On Sky Blue, that process describes the creation of “The ‘Pretty’ Road,” and also, to some extent, the longest piece on the album, “Cerulean Skies,” which conjures bird songs and migration. The title track was inspired by thoughts of a mortally ill friend. Other pieces are less programmatic: “Rich’s Piece” was written to exploit the talent of tenor-saxophonist Rich Perry, and “Aires de Lando” was her attempt to come to terms with the complex lando rhythm of Peru, which she had recently visited.
“Usually the music is attached to something. ‘Sky Blue’ was about the love for a friend, whatever space I was in at that moment.

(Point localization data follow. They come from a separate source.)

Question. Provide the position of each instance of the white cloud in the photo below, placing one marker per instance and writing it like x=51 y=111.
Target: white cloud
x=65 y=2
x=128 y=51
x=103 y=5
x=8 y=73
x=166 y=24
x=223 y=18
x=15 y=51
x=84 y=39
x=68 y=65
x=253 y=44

It wasn’t like it was just another day. It was a profound, auspicious time when you have someone that close to you who is passing.” “Rich’s Piece,” on the other hand, was “just a meditation, imagining Rich’s wistful sound.” Sometimes, music is just about music.
Schneider’s music — whatever it’s about — has been gaining traction, and in 2004 she won a Grammy for Concert in the Garden (ArtistShare). A former student of Bob Brookmeyer and assistant to Gil Evans, she’s been releasing albums under her own name since 1992. But from 1993 to 1998, her own working orchestra took shape in regular Monday-night gigs at the New York club Visiones. That’s where she began to form lasting relationships with saxophonist Perry, clarinettist Scott Robinson, pianist Frank Kimbrough, and guitarist Ben Monder. “I think you need to play that much in order for the composer to be influenced by the players, and for the players to find a way of phrasing the music that’s their own.”